XVIII – Sconfitti prima i Soziati, poi la lega degli Aquitani, questi, che avevano schierato contro i Romani così grandi forze, finendo tuttavia annientati, si arresero a Crasso mandando spontaneamente ostaggi.

A loro si aggiunsero anche i Biturici, la cui capitale Burdigala (Bordeaux) domina l'immensa foce della Garumna. Fidando nell'arrivo dell'inverno, solo la lontana tribù dei Vivisci non mandò ostaggi.

Secondo gli ordini ricevuti, Crasso usò con i vinti grande clemenza, unico tributo richiesto fu il grano, di cui quelle regioni abbondano.

La notizia della vittoria di Pubblio Crasso, rallegrò Cesare, che lo amava come un figlio e ne apprezzava il valore e l'accortezza.

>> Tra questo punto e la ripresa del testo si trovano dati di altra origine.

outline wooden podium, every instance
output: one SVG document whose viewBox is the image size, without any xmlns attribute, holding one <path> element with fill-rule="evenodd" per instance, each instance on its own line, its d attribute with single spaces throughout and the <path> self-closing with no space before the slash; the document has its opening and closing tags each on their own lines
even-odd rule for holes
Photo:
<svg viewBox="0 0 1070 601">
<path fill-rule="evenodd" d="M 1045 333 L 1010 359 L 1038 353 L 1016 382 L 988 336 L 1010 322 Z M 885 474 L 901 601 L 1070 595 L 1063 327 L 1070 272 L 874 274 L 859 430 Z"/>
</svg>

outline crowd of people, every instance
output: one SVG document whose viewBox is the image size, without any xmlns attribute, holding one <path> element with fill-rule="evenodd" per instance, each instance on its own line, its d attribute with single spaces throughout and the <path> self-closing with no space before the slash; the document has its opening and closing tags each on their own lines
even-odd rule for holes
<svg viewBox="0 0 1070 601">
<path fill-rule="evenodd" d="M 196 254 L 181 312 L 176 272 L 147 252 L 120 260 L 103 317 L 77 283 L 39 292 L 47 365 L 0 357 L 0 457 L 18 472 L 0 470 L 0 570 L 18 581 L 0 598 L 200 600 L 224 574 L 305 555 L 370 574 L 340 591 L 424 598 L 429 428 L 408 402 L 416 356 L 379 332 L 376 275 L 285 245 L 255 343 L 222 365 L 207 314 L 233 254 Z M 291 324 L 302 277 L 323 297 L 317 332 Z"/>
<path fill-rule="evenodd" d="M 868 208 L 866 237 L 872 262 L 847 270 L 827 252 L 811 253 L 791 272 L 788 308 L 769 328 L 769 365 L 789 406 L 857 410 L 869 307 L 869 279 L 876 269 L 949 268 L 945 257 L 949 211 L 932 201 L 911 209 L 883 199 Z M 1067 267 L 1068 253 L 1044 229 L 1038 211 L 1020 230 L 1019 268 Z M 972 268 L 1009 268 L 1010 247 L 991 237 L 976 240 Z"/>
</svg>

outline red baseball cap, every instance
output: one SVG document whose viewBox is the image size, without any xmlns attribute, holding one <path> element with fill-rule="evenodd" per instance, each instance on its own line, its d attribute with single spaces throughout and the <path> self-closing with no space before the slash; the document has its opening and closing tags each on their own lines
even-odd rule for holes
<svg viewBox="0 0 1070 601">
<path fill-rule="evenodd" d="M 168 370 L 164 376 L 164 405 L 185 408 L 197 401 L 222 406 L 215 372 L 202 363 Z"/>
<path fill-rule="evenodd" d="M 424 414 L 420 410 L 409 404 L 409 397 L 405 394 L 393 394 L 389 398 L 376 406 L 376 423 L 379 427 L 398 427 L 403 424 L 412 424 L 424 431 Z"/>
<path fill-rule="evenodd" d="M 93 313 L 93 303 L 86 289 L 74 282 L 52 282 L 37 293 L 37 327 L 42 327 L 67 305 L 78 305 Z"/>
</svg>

La clemenza mostrata verso gli Aquitani valse a pacificare questi popoli, con grande beneficio della Provincia e di loro stessi, poiché grazie allo sviluppo dei commerci si diffuse per ogni dove una grande ricchezza.

Favorì grandemente l'attività dei mercanti il miglioramento e la pavimentazione della via Aquitania, che da Narbo Martius arriva a Burdigala passando per Tolosa, infatti la Garonna ha un flusso tanto irregolare da renderla navigabile solo saltuariamente, sempre con il rischio di piene improvvise.